The survey highlighted the very heated situation in the construction sector.
A strong pipeline of work
"Strong construction demand is boosting confidence in the building sector, with a strong pipeline of residential, commercial and government construction work over the coming year.
"The pipeline of residential construction work is particularly strong, in line with annual dwelling consent issuance rising to record highs.
"Against this backdrop of solid demand, capacity pressures are becoming more acute in the construction sector.
"These pressures reflect Covid-related supply chain disruptions and labour shortages, with building construction firms’ difficulty finding skilled labour at the highest for the survey's history (going back to 1976).

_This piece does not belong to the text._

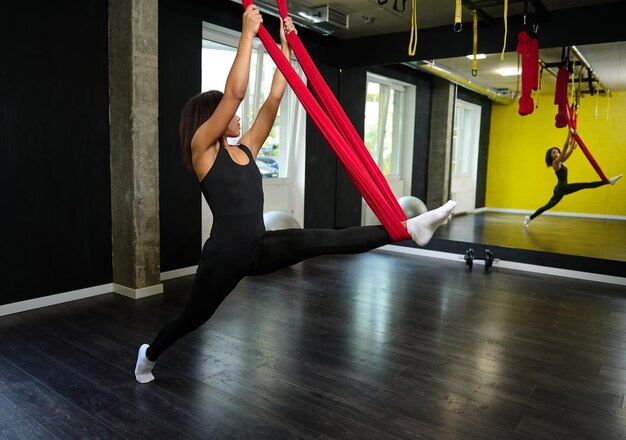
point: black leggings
(218, 275)
(562, 190)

Nonetheless, profitability in the building sector is the strongest since December 2002, reflecting the greater ease with which firms are passing on the increased costs by raising prices," Leung said.
In expansion mode
She said that generally firms are looking to expand further through hiring and investment.
"In particular, a net 15% of firms increased headcount in the June quarter, while a net 20% of firms are looking to increase investment in plant and machinery over the coming year.
"This increased focus on investment in plant and machinery likely reflects the labour shortages that firms are facing, which is encouraging firms to consider the use of labour-saving technology.
"The scarcity of skilled and unskilled labour is at the most acute on record over the history of the survey, with firms finding it particularly difficult to hire skilled labour."